H6 Persoonlijkheidsstoornissen

advertisement
H6 Persoonlijkheidsstoornissen
Vorig jaar hoorden de persoonlijkheidsstoornissen bij de ‘as 2 – stoornissen’.
Nu heeft DSM-5 beslist om de assen af te schaffen (het is een as 1 stoornis geworden)
Het 0-1 model (je hebt het of je hebt het niet) wordt veranderd naar een dimensioneel model,
wat vooral belangrijk is voor persoonlijkheidsstoornissen.
1. Algemene diagnostische criteria voor een persoonlijkheidsstoornis
A. Een duurzaam patroon vaan innerlijke ervaringen en gedragingen die duidelijk afwijken van
de verwachtingen binnen de cultuur van de betrokkene.
→
Duurzaam: het zit ‘erin’ en toont zich op een breed terrein. Het begint minstens in de
vroegere adolescentie of volwassenheid
→
Het is een gedrag dat niet strookt met onze cultuur bv. rouwen,
in sommige culturen heel intens, bij ons ingetogen, wij zouden hun gedrag als
‘theatraal’ kunnen beschouwen, maar voor hen is het normaal en daarom geen
persoonlijkheidsstoornis
→
Dit patroon w zichtbaar op 2 (of meer) vd volgende terreinen:
1) Cognities : wijze van waarnemen en interpreteren van zichzelf, anderen en
gebeurtenissen
2) Affecten : de draagwijdte, intensiteit, labiliteit en de adequaatheid van de
emotionele reacties
3) Functioneren in het contact met anderen
4) Beheersing van de impulsen
B. Het duurzame patroon is star en op een breed terrein van persoonlijke en sociale situaties
C. Het duurzame patroon leidt in significante mate tot lijden of beperkingen in het sociaal en
beroepsmatig functioneren of het functioneren op andere belangrijke terreinen.

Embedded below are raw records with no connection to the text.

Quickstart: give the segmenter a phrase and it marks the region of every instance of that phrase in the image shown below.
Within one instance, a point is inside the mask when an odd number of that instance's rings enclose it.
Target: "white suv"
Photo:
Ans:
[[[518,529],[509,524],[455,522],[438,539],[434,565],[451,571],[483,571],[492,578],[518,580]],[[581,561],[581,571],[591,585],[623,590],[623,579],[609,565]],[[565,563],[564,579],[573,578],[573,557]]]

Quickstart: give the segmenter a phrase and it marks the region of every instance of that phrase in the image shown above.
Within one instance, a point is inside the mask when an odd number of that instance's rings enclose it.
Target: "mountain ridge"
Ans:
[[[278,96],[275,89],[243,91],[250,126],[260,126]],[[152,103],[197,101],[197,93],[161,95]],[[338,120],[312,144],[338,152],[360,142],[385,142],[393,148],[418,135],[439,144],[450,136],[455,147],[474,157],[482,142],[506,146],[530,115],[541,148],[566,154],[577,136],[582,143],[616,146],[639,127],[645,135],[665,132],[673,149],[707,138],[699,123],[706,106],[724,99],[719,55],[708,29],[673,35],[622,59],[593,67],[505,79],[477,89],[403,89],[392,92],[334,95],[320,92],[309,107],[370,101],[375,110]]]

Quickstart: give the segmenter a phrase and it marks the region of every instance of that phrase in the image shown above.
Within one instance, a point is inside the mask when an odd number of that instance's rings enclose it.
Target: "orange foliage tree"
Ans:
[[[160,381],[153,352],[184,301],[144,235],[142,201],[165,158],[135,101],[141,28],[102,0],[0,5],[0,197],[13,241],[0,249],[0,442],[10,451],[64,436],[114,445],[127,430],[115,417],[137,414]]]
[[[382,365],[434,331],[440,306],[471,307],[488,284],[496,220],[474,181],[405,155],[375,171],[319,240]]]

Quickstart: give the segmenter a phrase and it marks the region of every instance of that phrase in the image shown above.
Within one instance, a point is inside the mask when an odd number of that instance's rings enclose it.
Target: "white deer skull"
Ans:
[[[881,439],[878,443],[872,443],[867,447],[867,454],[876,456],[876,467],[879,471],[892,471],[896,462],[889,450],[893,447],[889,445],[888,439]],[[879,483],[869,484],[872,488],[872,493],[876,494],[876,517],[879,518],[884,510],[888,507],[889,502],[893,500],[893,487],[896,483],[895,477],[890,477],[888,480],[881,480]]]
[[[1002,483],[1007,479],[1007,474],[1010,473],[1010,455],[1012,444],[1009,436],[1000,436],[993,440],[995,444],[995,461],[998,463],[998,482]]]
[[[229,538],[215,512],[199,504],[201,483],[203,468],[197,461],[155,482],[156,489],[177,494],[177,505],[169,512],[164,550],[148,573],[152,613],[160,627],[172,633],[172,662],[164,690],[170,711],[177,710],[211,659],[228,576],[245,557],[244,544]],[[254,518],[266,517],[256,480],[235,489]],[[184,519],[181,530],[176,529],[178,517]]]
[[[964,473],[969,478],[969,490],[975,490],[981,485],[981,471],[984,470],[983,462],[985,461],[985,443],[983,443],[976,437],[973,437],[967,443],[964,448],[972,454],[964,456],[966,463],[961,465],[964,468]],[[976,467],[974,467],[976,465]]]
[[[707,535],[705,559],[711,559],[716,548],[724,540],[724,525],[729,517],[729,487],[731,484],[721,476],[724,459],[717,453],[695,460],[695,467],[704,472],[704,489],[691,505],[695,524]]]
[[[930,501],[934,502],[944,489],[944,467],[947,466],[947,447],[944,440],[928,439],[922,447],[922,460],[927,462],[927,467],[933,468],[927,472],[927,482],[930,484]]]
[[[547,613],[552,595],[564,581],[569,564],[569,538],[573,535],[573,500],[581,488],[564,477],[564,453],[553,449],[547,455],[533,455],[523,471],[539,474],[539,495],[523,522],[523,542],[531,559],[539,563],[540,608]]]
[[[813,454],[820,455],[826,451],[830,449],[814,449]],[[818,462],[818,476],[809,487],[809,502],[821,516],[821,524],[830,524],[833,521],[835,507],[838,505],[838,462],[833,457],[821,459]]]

→ De persoon of omgeving lijdt hieronder
D. Het patroon is stabiel en van lange duur en het begin kan worden teruggevoerd naar ten
minste de adolescentie of de vroege volwassenheid
E. Het duurzame patroon is niet: een andere psychische stoornis
→ Het gedrag mag niet afkomstig zijn van een andere psychische stoornis
F. Het duurzame patroon is niet: een middel of somatische aandoening
→ Het gedrag is niet afkomstig van alcohol, drugs,… of van een somatische aandoening
ten gevolge van bv. een verkeersongeval, bloeding in frontale hersenschors,…
2. Clusters

Cluster A : predicaat: ‘vreemd’/psychotisch
→ Mensen die we raar zouden vinden, ze hebben rare ideeën, rare constructen over de
wereld
→ Ze LIJKEN psychotisch maar als je er mee zou praten hebben ze geen wanen of
hallucinaties
→ Diepst gestoorde persoonlijkheid

Cluster B: predicaat: ‘moeilijk’/impulsief
→ Moeilijke mensen, berokkenen andere mensen last, vooral omdat ze impulsief zijn
→ Eerst doen, dan denken

Cluster C: predicaat: ‘angstig’/neurotisch
→ Zeggen altijd ‘ik zou zo graag dat doen, maar ik durf niet, ik mag niet, ik kan niet’
→ Een tegenstelling tussen wat ze willen en wat ze doen
→ Tegelijk gas geven en remmen, continu geremd in hun leven
→ Neurotische mensen
↘ Men gaat mensen op het eerste zich indelen in 1 van deze hokjes
↘ Het kan ook zijn dat ze in 2 hokjes horen: comorbiditeit
3. Epidemiologie van persoonlijkheidsstoornissen

Prevalentie in de gemeenschap: 13.5%
→ 13.5% voldoet aan de criteria van een persoonlijkheidsstoornis in het algemeen


Voornamelijk cluster B
Vb. Antisociaal
→ Normale populatie: 2.2
→ Psychiatrische populatie: 8.9
→ Behandelde verslaafden: 22.6
4. Cluster A Persoonlijkheidsstoornissen

Paranoïde PD
→ Wantrouwen en achterdocht: “wereld is niet betrouwbaar”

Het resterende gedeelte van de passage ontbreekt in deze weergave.